Challenges for clients wishing to donate pension funds to charity

14 June 2021

Using pension funds for charitable purposes is a noble ambition but is not without challenges, says Martin Jones, Technical Manager at AJ Bell.

You might have clients who find themselves approaching retirement with more funds than they plan on needing. They may even have been involved in charitable endeavours during their working life.

It’s not inconceivable therefore that a client in later life might be looking to increase their financial commitment to charitable causes that are close to them.

Given that a pension could be a client’s largest pool of accessible funds, you might find yourself being asked to look into ways of releasing money from the pension to give to charity.

Unfortunately, this is not as straightforward as it could be.

Direct from the pension

The first question a client is likely to ask is whether there is any way of donating money to a charity direct from the pension scheme.

They might be familiar with charitable organisation ShareGift, for example, that allows investors to donate small shareholdings to charity.

Unfortunately, however, there is no prescribed mechanism in legislation to facilitate this.

Broadly speaking, the pension rules work by setting out a list of authorised payments. If a pension scheme were to make a payment outside of that list, it’s likely that HMRC would view it as an unauthorised payment, and this would incur significant tax charges for the member and for the pension scheme.

Given that there is no authorised payment for charity donations, the scheme administrator is extremely unlikely to facilitate a donation direct from the pension.

Donating from death benefits

The situation changes, however, upon the death of the member, at which point it becomes possible to make authorised lump sum payments to charities.
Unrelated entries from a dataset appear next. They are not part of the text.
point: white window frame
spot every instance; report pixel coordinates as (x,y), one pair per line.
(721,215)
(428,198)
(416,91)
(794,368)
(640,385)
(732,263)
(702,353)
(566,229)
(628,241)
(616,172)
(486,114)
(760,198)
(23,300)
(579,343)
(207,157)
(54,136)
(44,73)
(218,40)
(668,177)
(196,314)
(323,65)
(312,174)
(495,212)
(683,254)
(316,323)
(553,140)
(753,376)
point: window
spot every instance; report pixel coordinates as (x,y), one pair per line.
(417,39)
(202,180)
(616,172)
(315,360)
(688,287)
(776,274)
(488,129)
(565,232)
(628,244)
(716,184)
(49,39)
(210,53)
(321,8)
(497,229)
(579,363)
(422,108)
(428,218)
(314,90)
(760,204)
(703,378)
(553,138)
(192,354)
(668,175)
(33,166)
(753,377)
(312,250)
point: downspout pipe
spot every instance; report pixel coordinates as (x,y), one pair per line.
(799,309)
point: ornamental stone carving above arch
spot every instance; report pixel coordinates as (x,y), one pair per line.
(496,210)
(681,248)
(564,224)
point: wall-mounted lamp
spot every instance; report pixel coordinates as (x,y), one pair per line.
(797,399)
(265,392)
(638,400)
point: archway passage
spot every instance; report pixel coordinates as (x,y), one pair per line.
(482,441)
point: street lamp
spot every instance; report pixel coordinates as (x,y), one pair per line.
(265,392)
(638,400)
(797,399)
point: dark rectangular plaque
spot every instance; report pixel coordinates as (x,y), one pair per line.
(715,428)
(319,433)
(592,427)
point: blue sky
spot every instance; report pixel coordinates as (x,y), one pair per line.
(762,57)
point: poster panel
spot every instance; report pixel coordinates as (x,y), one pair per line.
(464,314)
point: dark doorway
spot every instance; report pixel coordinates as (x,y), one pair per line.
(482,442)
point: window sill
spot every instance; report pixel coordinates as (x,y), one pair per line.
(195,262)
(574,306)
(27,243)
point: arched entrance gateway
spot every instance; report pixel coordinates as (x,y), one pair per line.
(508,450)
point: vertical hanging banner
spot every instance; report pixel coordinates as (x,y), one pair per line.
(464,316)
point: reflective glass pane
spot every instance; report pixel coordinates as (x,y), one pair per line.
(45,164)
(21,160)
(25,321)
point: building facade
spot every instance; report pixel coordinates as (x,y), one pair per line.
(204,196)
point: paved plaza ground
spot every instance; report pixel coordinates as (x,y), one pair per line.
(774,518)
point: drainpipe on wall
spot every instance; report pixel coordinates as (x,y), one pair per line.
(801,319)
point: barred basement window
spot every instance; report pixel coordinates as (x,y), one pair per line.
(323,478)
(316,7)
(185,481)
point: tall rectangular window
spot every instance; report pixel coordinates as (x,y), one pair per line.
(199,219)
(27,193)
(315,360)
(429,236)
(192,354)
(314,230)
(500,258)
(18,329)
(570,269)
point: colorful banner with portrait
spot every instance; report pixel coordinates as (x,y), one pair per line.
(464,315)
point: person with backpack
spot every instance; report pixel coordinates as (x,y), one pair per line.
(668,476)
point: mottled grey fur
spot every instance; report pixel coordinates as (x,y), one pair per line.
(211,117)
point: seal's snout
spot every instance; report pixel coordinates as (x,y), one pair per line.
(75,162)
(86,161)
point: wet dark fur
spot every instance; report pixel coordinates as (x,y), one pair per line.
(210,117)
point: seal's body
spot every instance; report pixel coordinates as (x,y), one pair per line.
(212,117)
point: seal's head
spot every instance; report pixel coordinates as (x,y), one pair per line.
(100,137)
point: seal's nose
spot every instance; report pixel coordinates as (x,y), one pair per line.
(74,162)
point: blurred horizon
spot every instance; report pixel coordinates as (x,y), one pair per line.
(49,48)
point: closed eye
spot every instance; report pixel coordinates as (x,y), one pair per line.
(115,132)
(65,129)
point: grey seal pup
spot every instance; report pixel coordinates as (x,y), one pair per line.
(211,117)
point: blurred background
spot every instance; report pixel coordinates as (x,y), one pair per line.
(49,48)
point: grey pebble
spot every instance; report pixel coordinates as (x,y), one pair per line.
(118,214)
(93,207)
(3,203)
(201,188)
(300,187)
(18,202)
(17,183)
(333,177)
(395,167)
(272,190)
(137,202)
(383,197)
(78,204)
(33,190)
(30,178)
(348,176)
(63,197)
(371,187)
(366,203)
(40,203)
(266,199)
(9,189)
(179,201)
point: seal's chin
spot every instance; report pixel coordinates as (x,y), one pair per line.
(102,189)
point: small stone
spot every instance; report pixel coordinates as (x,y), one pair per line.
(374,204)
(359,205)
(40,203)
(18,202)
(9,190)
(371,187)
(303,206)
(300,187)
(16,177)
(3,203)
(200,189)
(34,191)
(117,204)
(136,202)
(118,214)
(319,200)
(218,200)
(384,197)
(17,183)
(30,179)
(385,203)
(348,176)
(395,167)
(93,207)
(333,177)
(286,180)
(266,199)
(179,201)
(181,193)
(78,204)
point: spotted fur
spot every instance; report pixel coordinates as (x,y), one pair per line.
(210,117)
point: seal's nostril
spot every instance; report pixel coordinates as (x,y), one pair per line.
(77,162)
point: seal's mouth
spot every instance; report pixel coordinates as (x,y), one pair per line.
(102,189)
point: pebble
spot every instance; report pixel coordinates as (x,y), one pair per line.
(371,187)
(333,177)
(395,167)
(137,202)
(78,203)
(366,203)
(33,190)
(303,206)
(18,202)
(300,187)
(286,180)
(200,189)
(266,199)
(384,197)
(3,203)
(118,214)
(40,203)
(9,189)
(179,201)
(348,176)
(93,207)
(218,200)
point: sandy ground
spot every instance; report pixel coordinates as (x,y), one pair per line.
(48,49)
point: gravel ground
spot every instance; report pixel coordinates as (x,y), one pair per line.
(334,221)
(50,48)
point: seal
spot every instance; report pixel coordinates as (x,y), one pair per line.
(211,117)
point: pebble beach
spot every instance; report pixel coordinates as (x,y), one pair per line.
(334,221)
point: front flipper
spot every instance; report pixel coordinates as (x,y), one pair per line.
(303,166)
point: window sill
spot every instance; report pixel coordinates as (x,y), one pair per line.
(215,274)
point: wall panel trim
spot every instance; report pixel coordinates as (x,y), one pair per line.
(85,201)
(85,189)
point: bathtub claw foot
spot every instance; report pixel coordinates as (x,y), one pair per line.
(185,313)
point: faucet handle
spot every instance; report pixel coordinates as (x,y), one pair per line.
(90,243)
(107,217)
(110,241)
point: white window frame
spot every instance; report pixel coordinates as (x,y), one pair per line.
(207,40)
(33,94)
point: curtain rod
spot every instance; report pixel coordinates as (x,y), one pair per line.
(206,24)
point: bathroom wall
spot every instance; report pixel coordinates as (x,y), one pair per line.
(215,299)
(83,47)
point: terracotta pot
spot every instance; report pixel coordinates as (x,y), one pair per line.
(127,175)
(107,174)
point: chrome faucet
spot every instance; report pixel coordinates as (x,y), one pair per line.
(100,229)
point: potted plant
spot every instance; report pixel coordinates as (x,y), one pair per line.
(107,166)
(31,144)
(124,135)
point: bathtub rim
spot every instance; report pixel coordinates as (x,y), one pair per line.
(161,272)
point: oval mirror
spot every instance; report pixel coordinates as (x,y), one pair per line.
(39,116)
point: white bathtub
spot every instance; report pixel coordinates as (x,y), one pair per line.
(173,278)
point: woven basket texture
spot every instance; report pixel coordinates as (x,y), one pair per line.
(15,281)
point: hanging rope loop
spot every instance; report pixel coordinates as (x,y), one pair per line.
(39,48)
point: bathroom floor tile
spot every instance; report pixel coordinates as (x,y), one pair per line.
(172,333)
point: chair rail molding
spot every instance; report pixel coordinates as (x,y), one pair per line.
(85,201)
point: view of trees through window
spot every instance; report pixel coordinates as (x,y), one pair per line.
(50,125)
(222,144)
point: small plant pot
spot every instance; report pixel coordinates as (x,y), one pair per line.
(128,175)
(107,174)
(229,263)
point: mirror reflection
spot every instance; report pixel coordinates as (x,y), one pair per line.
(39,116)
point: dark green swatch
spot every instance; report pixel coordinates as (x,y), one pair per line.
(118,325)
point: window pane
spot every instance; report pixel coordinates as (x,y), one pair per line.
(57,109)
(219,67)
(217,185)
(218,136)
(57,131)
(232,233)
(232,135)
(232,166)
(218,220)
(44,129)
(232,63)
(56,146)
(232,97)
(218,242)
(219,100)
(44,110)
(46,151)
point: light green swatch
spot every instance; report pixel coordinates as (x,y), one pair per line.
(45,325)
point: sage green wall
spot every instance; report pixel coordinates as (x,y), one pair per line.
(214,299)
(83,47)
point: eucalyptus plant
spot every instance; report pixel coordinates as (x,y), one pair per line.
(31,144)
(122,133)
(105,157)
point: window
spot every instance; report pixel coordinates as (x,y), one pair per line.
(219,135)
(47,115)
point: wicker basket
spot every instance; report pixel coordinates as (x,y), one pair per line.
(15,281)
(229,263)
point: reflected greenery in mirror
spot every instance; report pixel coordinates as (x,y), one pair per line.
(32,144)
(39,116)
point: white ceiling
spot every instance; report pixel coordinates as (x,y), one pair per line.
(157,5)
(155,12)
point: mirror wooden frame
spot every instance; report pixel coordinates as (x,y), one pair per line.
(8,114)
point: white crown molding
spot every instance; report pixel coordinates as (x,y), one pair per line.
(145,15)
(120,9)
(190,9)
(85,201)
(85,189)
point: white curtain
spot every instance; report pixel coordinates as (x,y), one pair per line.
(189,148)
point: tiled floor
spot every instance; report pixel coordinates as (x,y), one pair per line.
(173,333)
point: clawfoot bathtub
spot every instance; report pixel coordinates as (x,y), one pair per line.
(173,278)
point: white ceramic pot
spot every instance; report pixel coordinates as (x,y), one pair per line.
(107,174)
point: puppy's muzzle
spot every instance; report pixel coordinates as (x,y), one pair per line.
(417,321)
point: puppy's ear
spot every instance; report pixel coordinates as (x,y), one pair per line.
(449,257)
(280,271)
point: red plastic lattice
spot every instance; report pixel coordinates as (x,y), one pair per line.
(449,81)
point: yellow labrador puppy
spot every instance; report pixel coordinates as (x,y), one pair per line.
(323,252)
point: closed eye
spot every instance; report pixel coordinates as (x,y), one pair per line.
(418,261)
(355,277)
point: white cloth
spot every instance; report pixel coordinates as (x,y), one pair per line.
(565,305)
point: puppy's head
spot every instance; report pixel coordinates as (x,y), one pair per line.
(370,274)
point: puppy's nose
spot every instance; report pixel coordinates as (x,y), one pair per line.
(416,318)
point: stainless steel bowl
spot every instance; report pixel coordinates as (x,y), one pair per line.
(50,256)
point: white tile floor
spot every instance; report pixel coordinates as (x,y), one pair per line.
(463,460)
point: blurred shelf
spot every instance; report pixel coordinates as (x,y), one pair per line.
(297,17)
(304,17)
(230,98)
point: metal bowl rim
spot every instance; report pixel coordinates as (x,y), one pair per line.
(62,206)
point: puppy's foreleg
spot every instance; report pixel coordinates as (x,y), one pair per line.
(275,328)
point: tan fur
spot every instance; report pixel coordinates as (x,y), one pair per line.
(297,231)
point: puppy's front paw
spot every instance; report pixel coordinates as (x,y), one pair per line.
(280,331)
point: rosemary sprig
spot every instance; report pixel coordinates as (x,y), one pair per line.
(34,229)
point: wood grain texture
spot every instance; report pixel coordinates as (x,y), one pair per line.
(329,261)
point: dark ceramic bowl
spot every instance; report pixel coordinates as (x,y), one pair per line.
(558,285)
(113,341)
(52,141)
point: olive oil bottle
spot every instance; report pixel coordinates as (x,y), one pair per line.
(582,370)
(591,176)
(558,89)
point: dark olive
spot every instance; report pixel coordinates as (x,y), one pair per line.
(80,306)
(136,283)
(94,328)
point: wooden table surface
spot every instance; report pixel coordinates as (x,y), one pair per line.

If a client was under the age of 75 when they died, any lump sum death benefit paid to any recipient would be free from tax, and there are no restrictions in terms of who or what can receive such a lump sum. The lump sum, however, would be subject to the lifetime allowance

If they were aged 75 or over, the lump sum would be subject to a 45% tax charge (albeit no lifetime allowance test).

The other option is a specific authorised payment called a charity lump sum death benefit. This is a lump sum paid to a registered charity that is tax-free regardless of the member’s age at death.

It can be paid from drawdown funds or from uncrystallised funds. It can be paid from a beneficiary’s pension. And, unlike other lump sum death benefits, it’s also free from the lifetime allowance.

There are, however, a couple of requirements. First, it can only be paid to a charity nominated by the member. Second, it can only be paid if the member had no dependants.

The definition of dependants includes spouses, civil partners and children under the age of 23. In practical terms, therefore, it might only be an option for clients who’ve lost their spouses and not remarried.

Through payroll giving

There is another option, and this is through a mechanism called ‘payroll giving’.

This is a PAYE process rather than a pensions process, but given that pension schemes are required to deduct income tax from income payments under PAYE it can be used with pensions.

Under payroll giving, individuals can donate money to charity from their gross income, and the income tax that would’ve been deducted is paid to the charity instead. For higher rate and additional rate tax payers, this could look quite appealing.

In order to go down this route, the client would need to take benefits from their pension, meaning they need to be at least 55 years old.

It also depends on the provider being comfortable setting up the payroll giving process – the main challenge being that donations must be routed through an authorised payroll giving agency, of which there are about 20 in the UK.

This requires the provider to put in place contractual arrangements with that agency, to potentially pay charges, and certainly to put in the leg work to get it set up.

While an employer might be happy to absorb the costs as it’s a benefit they can offer their staff, a commercial pension provider might look at it differently (or at least might want to charge the client for it). It’s something therefore that might only be offered by the more bespoke providers in the market.

All of which leaves a client with fairly limited options, and it’s likely to mean that only the more determined clients will look to pursue a course of action in this area, which is a shame when there are potentially hundreds of thousands of pounds that could be unlocked for charitable causes.